Figure and caption obtained from Rushen, Jeffrey & Butterworth, Andrew & Swanson, Janice. (2011). Animal behavior and well-being symposium: Farm animal welfare assurance: Science and application. Journal of animal science. 89. 1219-28. 10.2527/jas.2010-3589.
How to treat bumblefoot.
Now, the time-consuming part. There are many different treatments for bumblefoot, but we will cover the least invasive, least painful method here.
Items needed to treat bumblefoot:
- Epsom salt
- Warm water
- Bath (bowl, tub with a hole in the lid, actual bathtub, or bin)
- Isopropyl (rubbing alcohol-70% is best)
- Prid (drawing salve commonly used for splinters in humans)
- Vetericyn Plus (or some other antibacterial spray)
- Neosporin (optional)
- Sterile gauze pads
- Self-adhesive vet wrap
Step 1: Wash your hands.
Step 2: Soak chicken feet Epsom salt bath for 15-30 minutes.
Step 3: Sterilize instruments and work area.
Step 4: Dry off chicken and clean foot by spraying with isopropyl or Vetericyn Plus.
Step 5: Gently try to remove bumble corn using the tweezers.
Step 6: Spray with Vetericyn Plus and add a glob of Prid
Step 7: Place gauze pad over wound and wrap with self-adhesive vet wrap.
Step 8: Wash your hands again!
Step 9: Monitor and change bandage daily, repeating steps 1-6 daily until you can remove the entire bumble corn.
Step 10: Keep wound clean (or as clean as a chicken’s foot can be) by changing bandage daily and spraying with Vetericyn Plus until foot is completely healed.
Healing bumblefoot is not always a quick process. It can take anywhere from a couple days to months to treat. Stick with it and your chickens will heal using this method though!
How to prevent bumblefoot.
First off, bumblefoot is very common in chickens and does not mean you are a bad chicken keeper! That said, there are easy ways to prevent bumblefoot!
- Keep your coop/run clean. Ammonia from chicken poop can damage tissue, weakening cell walls allowing the skin to break down and allowing bacteria to colonate.
- Use smooth materials for perches and make sure they are not too high off the ground.Unpainted/unsanded perches can cause splinters and leave your girls susceptible to mites and bacteria.
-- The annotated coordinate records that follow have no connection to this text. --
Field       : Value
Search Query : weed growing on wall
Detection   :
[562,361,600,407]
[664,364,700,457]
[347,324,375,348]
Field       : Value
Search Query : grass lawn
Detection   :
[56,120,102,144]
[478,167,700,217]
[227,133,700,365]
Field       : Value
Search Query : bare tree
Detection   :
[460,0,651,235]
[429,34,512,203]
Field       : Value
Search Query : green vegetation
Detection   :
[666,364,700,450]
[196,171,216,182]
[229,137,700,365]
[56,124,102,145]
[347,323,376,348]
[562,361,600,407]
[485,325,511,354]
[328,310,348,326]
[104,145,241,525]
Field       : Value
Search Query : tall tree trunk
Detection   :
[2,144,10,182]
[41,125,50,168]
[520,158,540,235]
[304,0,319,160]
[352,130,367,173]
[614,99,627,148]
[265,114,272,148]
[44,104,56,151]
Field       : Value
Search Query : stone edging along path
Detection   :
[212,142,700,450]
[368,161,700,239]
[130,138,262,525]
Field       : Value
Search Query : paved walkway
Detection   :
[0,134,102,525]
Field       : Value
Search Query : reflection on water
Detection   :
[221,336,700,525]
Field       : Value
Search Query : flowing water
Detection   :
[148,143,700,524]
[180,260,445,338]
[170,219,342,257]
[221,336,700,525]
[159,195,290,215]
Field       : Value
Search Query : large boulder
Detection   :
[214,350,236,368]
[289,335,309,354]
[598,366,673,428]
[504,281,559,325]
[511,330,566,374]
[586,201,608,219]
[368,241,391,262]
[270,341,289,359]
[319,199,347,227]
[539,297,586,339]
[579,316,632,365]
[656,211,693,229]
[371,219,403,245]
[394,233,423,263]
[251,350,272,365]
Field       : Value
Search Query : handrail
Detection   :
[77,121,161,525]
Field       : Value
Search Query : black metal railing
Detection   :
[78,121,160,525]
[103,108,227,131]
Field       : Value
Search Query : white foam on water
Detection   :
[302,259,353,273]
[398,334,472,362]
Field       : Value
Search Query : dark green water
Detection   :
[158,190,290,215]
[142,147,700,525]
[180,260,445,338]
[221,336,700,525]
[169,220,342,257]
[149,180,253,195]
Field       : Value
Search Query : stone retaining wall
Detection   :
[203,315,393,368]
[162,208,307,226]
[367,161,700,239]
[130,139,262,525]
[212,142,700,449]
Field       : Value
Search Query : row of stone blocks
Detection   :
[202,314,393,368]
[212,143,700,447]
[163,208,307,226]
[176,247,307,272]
Chickens can damage their feet if jumping from too high off the ground often. Ideally, perches should be at least a foot off the ground and no higher than four feet without another perch or step to the next roost.
- Provide solid, nonabrasive flooring for your chickens. If your chickens are prone to bumblefoot, consider switching from a mesh floor to a solid floor, by adding plywood, fake grass, tile, or smooth planks. Mesh floors can also catch toenails and cause other problems. If your chickens free range throughout the day there is not much you can do about their landscape, but you can make sure their coop had nonabrasive floors.
- Do not overfeed your chickens. Obese chickens are more prone to bumblefoot. Check out our nutrition guide for suggested feeding quantities.
Blair, Jennifer (2013). “Bumblefoot: A Comparison of Clinical Presentation and Treatment of Pododermatitis in Rabbits, Rodents and Birds”. In Fisher, Peter G. (ed.). Select Topics in Dermatology. Veterinary Clinics of North America: Exotic Animal Practice. 16. Elsevier Health Sciences. pp. 715–736. doi:10.1016/j.cvex.2013.05.002. ISBN 978-0-323-18876-0. ISSN 1094-9194. PMID 24018034.
Rushen, Jeffrey & Butterworth, Andrew & Swanson, Janice. (2011). Animal behavior and well-being symposium:Farm animal welfare assurance: Science and application. Journal of animal science. 89. 1219-28. 10.2527/jas.2010-3589.